Maybe I should’ve dragged it out, made a bigger deal of it, savored the moment, but I still had Thorne’s blood tacked under my nails, drying around my wrists, and—I screeched and rushed him, taking him to the ground, my fist slamming into his mouth. “Shut up! Shut up! Shut up!”
He started laughing.
Thorne.
Tears burned hot and immediate, my throat tearing open as I screamed again, the sound scraping out of me as my fists came down over and over and over on Halden’s face, skin giving, bone shifting.
I couldn’t stop. I didn’t want to stop. My hands moved like they weren’t mine anymore, like I’d finally been reduced to the most honest version of myself, snot dripping down my lip, blood slicking my knuckles, my vision tunneling until all that existed was impact and noise and the echoing truth beating against the inside of my skull: Thorne is dead. Thorne is dead. Thorne is dead.
Somewhere in the middle of it, I swear I heard a gun go off, a sharp, concussive bang that didn’t come from the room but from inside my head, like something misfired behind my eyes, and for a split second I was certain that was it, that I’d feel the bullet tear through me and everything would go white and merciful.
But the pain never came. Instead the world began to tilt, angles sliding out of place, the floor drifting too far away, my body suddenly heavy and distant, like it was being gently disconnected from me piece by piece.
My fingers fumbled until they found my lighter by muscle memory alone, the small click of the flame sounding enormous in the silence that followed, and I lit Halden’s tie.

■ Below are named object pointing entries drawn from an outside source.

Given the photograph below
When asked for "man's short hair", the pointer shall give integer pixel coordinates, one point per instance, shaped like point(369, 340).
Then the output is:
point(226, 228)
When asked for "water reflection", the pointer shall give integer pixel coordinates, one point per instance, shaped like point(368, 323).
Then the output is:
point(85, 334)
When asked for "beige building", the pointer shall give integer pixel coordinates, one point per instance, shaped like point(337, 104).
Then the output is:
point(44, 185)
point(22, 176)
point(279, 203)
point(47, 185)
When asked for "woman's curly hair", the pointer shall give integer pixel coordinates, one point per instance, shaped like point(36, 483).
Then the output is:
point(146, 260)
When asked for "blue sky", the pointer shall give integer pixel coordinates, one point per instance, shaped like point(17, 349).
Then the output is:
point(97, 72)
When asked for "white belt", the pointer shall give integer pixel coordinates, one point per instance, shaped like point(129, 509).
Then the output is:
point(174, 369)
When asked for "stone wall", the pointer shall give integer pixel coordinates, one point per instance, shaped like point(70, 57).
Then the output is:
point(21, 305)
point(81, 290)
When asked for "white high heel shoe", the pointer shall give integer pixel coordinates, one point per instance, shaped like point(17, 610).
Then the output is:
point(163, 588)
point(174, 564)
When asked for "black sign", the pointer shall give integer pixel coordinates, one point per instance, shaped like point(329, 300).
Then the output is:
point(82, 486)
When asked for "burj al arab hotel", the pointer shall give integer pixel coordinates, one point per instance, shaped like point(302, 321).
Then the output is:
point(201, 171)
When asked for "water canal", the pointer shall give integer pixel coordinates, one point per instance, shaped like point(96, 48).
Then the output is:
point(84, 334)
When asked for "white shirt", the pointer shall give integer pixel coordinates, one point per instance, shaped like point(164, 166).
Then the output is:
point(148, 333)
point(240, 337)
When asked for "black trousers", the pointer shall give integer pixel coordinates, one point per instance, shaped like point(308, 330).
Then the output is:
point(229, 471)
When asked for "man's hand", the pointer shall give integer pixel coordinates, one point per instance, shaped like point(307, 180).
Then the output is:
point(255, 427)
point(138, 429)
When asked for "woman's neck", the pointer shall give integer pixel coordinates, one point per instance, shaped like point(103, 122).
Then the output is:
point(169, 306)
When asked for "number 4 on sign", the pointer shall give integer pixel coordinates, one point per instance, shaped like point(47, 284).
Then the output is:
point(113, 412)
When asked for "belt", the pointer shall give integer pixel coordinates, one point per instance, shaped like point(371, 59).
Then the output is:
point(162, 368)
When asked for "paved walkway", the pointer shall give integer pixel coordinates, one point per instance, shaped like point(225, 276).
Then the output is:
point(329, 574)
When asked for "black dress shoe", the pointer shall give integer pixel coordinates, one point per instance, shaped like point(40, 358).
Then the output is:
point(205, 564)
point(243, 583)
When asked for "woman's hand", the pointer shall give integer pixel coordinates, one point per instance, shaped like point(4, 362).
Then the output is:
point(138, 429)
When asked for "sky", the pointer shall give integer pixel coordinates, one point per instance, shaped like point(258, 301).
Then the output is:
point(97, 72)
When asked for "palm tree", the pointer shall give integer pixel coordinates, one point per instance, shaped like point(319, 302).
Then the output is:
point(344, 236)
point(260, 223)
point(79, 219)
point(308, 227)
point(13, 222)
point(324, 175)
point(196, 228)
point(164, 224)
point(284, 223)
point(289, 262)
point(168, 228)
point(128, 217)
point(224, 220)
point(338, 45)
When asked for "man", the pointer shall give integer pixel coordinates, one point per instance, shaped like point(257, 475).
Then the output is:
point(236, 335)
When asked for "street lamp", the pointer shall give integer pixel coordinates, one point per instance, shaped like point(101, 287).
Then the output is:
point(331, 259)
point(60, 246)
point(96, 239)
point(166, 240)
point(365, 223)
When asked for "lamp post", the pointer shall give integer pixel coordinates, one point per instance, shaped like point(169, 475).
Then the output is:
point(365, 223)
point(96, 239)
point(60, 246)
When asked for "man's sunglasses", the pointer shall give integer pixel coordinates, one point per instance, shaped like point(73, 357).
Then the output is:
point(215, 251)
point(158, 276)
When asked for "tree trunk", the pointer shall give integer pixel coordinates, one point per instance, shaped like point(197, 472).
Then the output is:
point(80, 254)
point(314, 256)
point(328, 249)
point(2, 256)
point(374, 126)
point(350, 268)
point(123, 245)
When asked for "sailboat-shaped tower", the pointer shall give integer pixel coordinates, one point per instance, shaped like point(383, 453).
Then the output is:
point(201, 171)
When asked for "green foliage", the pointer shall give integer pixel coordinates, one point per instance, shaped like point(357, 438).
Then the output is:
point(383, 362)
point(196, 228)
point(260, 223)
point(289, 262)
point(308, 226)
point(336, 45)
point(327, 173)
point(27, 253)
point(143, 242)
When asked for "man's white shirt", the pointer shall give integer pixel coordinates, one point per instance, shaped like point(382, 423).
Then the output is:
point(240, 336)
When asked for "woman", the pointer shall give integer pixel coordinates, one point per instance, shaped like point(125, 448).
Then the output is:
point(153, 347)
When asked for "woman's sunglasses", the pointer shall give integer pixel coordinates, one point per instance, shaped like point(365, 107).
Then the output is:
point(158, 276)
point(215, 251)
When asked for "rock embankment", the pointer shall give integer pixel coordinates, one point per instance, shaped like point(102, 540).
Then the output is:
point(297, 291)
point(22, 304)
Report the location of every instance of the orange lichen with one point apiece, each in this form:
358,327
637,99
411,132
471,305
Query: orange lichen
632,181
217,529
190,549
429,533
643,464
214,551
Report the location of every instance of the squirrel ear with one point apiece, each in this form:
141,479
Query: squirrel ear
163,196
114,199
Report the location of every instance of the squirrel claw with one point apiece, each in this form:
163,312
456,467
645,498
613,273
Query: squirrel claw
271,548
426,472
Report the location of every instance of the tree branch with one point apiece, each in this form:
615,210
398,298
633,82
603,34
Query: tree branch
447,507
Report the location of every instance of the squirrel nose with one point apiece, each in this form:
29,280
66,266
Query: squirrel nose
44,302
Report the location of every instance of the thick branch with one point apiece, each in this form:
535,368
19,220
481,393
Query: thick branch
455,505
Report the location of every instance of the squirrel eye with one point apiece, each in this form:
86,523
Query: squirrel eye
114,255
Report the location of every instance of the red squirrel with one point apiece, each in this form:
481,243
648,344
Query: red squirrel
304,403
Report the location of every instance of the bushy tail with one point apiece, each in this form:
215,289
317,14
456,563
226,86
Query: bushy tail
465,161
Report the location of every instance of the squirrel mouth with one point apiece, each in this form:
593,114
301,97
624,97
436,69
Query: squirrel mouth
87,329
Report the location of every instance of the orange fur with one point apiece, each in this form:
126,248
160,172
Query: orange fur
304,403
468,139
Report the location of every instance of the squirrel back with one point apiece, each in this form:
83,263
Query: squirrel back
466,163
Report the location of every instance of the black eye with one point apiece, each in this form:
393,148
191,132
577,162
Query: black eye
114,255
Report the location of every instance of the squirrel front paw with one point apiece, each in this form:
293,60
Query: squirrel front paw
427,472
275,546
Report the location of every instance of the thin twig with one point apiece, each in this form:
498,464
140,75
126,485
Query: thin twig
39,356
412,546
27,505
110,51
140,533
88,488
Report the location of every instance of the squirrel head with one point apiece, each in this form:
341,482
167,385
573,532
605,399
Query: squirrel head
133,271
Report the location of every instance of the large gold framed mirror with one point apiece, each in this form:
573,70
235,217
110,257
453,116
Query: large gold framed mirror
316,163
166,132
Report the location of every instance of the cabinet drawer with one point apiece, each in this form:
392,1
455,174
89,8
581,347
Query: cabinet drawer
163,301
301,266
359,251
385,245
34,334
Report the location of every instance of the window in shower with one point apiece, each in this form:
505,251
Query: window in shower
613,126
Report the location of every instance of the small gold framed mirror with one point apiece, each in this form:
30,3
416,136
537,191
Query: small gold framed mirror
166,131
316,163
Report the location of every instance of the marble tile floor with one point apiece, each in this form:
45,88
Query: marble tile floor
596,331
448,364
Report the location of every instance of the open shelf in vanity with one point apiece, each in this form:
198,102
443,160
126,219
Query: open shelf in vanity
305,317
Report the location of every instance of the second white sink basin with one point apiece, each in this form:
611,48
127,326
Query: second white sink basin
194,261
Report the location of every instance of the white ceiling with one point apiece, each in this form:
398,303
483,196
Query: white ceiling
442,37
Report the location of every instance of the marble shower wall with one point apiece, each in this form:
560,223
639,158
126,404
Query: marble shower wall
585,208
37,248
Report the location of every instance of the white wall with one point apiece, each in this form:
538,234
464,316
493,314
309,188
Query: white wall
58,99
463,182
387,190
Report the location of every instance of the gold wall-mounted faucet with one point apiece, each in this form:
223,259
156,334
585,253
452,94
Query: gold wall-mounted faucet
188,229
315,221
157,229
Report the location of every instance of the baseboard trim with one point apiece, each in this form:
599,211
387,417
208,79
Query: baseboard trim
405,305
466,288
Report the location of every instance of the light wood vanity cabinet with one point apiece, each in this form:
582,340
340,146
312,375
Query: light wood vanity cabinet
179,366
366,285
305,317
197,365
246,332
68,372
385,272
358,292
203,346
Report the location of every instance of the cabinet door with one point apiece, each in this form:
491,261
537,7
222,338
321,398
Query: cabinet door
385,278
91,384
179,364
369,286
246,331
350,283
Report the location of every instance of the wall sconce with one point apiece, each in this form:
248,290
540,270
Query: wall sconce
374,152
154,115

Stay awake, I begged myself dimly, because watching him burn felt like the only anchor left to me, the only proof that time was still moving forward.

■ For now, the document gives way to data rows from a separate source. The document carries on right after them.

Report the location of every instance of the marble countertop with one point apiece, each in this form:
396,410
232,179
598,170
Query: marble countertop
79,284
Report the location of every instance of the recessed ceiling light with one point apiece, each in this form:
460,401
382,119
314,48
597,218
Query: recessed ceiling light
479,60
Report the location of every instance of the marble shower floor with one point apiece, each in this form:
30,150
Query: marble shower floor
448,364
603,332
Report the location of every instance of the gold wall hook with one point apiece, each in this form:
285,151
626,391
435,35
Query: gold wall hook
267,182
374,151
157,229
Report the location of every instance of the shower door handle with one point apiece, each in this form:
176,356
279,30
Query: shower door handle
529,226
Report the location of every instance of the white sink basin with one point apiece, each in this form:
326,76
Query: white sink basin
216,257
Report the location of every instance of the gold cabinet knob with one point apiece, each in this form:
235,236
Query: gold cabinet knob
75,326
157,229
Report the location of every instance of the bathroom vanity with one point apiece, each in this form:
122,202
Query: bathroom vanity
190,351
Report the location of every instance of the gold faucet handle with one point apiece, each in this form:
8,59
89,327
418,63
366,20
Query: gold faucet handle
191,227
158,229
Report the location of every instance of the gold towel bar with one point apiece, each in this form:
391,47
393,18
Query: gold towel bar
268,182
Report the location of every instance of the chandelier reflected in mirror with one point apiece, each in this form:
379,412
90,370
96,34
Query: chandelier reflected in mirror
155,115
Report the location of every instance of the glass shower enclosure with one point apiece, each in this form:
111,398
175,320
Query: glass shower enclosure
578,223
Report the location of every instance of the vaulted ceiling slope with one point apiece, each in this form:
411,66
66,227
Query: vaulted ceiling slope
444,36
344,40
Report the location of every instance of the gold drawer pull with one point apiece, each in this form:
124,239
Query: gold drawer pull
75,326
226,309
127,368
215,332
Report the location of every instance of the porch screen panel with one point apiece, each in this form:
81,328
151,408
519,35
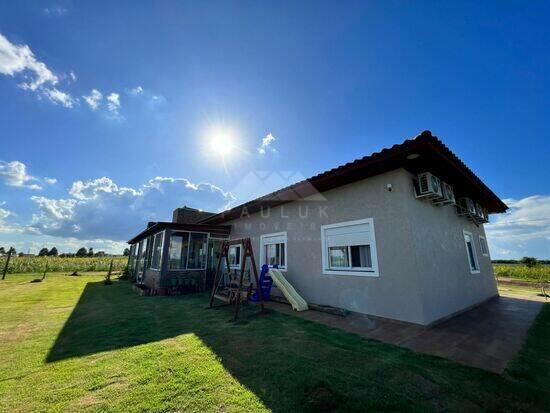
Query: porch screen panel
179,245
197,251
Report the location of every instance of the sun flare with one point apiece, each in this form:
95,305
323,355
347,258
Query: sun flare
222,144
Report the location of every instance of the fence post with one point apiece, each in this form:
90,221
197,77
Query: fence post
7,263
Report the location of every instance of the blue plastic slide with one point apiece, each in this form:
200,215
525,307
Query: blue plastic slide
266,282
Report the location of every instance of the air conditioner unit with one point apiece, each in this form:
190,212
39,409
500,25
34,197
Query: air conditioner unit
484,215
478,217
466,207
448,195
429,186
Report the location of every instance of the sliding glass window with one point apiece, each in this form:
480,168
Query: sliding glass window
187,251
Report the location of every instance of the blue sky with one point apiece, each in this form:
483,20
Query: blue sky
108,111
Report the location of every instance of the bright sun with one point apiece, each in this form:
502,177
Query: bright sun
222,144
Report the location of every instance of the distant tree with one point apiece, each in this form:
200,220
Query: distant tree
529,261
82,252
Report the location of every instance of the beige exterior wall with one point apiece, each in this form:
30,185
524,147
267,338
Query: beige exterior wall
423,267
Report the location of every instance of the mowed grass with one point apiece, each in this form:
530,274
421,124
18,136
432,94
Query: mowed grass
18,265
74,344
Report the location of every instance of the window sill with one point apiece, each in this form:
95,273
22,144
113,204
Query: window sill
352,273
280,269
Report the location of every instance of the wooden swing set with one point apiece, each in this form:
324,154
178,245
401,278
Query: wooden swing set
236,291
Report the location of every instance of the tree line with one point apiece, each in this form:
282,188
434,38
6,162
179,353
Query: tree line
53,252
527,261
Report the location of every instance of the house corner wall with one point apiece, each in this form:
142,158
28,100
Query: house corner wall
446,283
394,293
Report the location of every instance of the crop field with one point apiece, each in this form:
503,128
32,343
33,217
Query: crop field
20,265
522,272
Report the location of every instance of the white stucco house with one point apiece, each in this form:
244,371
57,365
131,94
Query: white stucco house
396,234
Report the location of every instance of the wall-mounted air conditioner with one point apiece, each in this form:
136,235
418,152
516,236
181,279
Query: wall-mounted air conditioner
484,217
466,207
447,195
429,186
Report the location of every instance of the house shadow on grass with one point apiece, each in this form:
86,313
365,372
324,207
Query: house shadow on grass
263,351
290,364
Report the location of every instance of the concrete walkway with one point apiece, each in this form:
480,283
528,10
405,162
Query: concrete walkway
487,337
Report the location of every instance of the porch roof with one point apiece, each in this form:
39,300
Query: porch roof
159,226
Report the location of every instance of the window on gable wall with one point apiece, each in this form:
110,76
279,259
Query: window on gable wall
234,256
349,248
471,252
273,250
483,246
157,251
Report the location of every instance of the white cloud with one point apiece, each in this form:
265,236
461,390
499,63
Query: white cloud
114,102
15,59
93,99
101,209
58,97
266,144
38,78
56,209
15,174
524,230
138,90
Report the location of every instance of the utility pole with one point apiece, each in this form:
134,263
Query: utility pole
7,263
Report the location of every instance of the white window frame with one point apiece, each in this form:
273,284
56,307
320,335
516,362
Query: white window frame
483,245
263,243
473,269
355,271
240,255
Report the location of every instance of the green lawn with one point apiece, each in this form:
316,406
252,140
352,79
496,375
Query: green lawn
72,343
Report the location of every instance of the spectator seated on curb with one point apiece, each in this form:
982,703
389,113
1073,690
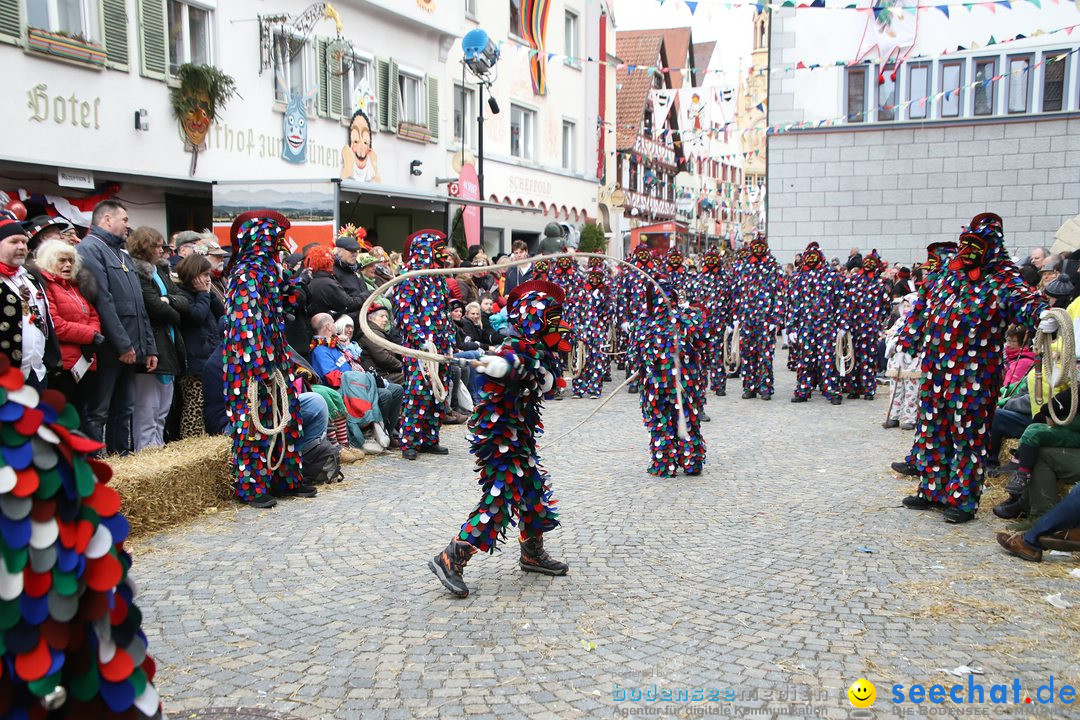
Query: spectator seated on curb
1047,454
358,386
1057,530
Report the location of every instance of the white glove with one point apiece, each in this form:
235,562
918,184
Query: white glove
1048,323
493,366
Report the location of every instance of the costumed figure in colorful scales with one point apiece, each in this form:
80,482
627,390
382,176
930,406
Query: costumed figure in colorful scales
817,314
266,439
959,324
756,308
669,347
505,425
591,326
868,306
420,309
630,294
72,643
713,290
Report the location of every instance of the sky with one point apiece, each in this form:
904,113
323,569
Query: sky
732,29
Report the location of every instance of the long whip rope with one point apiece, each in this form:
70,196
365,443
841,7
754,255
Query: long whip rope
1066,364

Fire took him fast, his body catching like it had been waiting for it, flames racing greedily over fabric and flesh, and the smell hit me next, melted skin curling as I slid down the opposite wall, my knees giving out.
My thoughts slowed to a syrupy drag, images bleeding into one another without order or logic, and somewhere beyond the crackle of fire and the ringing in my good ear, I swear I heard Thorne’s voice, not as memory but as presence, knocking from the other side of Death, calling out to me the way he always did when I drifted too far.
You’re okay, little flame. I got you. The words looped and echoed, and I pressed my head back against the wall, eyes glassy, body slack.
Distantly, I felt the bomb detonate, but I didn’t care. I preferred the edge of death now. It was the closest I could get to Thorne.